The port lower wing of one Swordfish vanished, as if Neptune had reached up from the sea to clutch it. Its nose rose sharply, then bowed to the left before disappearing in a spray of water. Josten's own starboard wing scraped the wavetops he racked around to slow himself enough to pick up a head-on shot at a target. He pressed the trigger and saw his tracers passing behind his target as he whipped through the formation. He blinked as he did so, not believing his eyes. On the third Swordfish a madly brave gunner had crawled out of his seat and was straddling the fuselage like a horse, facing the rear, trying to beat out a fire in the fabric with his hands.

Josten throttled back, slowing down to drop some flaps; there were Spitfires about, but the top flight of Messerschmitts had already engaged them. His targets were the remaining Swordfish.

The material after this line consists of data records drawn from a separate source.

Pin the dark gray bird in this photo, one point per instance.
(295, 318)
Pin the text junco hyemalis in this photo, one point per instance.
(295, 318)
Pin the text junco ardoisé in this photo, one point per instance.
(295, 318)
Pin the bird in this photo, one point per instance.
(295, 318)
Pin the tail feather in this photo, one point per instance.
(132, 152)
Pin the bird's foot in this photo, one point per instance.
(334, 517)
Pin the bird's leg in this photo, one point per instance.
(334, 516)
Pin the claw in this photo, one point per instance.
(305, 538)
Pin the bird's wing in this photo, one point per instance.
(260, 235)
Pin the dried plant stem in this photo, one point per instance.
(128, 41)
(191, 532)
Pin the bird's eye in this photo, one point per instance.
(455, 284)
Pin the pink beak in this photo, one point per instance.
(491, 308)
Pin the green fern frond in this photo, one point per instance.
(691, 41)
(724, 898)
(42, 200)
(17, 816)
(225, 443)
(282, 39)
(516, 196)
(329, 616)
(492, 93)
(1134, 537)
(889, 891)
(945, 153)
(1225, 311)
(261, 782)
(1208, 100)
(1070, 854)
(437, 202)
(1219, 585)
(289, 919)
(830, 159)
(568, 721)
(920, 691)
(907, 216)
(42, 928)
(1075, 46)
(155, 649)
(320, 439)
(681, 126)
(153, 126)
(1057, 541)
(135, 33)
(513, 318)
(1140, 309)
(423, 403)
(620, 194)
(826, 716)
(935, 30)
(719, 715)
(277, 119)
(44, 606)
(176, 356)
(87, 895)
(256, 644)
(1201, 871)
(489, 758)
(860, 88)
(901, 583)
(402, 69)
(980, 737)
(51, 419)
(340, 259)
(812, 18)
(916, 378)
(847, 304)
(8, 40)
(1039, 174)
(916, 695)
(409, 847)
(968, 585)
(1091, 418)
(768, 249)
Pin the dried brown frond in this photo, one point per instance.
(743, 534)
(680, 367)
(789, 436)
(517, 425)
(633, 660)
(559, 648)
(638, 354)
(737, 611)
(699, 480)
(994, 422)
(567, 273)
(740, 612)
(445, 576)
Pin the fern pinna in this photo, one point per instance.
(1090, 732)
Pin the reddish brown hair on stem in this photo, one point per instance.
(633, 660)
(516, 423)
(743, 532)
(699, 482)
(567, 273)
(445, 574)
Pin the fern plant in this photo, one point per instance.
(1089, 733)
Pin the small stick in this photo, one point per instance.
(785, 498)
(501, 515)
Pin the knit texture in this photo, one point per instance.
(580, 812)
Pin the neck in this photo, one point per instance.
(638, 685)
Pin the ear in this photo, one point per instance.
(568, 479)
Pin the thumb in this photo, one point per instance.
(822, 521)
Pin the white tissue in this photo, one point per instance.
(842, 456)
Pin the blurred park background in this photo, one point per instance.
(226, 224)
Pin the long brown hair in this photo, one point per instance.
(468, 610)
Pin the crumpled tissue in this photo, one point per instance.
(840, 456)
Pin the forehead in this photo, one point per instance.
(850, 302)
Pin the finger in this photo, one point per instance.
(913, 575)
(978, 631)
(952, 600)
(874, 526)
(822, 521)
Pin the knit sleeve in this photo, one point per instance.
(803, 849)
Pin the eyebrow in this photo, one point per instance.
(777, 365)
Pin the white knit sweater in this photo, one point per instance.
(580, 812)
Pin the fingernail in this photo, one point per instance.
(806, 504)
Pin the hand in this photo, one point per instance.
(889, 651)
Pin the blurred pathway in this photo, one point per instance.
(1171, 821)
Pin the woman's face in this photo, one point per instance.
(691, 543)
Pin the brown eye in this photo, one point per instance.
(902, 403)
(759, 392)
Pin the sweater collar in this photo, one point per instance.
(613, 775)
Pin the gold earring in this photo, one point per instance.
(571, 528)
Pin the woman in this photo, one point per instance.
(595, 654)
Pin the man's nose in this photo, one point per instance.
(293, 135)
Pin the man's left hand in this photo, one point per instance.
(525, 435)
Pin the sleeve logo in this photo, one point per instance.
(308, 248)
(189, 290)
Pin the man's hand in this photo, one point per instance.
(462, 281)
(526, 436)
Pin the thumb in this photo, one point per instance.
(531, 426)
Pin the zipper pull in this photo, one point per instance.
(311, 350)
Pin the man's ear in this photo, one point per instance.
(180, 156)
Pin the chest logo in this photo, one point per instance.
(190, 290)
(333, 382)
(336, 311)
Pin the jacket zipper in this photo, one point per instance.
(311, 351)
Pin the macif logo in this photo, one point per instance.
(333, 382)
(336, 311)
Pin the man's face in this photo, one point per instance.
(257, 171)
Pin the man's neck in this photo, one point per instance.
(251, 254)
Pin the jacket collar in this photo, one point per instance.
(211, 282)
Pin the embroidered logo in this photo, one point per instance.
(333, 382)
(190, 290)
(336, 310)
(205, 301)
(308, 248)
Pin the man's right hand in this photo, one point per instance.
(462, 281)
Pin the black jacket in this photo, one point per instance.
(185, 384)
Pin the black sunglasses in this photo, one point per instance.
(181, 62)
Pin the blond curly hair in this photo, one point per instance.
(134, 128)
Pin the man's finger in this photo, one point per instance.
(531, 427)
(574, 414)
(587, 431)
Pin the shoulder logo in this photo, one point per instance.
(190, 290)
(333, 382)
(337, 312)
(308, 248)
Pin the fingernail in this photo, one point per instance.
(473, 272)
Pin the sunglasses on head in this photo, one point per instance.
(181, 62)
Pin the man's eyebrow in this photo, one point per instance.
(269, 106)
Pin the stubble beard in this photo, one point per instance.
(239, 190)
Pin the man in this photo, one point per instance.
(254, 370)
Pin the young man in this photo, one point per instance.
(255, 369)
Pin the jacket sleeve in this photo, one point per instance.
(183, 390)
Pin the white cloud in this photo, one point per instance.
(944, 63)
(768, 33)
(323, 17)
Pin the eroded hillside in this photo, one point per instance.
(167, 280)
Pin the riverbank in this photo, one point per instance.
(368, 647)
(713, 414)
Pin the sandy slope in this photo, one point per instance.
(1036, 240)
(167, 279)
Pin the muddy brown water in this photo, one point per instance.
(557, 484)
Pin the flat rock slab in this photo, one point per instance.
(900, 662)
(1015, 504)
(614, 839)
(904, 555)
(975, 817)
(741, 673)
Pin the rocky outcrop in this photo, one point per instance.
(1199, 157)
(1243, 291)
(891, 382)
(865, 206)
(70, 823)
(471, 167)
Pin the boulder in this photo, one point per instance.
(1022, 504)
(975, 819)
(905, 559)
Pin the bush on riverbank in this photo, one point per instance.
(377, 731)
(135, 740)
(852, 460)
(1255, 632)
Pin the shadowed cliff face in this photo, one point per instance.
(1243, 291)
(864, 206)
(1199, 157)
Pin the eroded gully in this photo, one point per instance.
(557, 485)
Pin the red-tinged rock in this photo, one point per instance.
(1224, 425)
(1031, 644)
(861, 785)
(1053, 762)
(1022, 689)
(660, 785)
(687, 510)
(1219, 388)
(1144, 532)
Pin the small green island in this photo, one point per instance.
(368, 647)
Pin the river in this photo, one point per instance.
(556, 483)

Other Messerschmitts were attacking, barracuda against bonito, getting into each other's way as the Fleet Air Arm planes lumbered forward. One of the Swordfish disappeared in a huge ball of flame—a shell must have exploded its torpedo; another simply stopped flying, to drop limply into the Channel like a dead fly in a glass of beer.

Josten gained on the formation slowly this time, aiming and firing with care. The wood and fabric of the trailing Swordfish sponged up his gunfire. Smiling grimly, he trod on the rudder pedals, walking his tracers back and forth across the cockpit until the guns went silent. Just as he ran out of ammunition, he saw the gunner throw his hands up and the pilot lurch forward on the stick. The big biplane tucked its nose into a wave and halted, swamped immediately to its aft cockpit by the building sea, then slipping without reluctance beneath the surface.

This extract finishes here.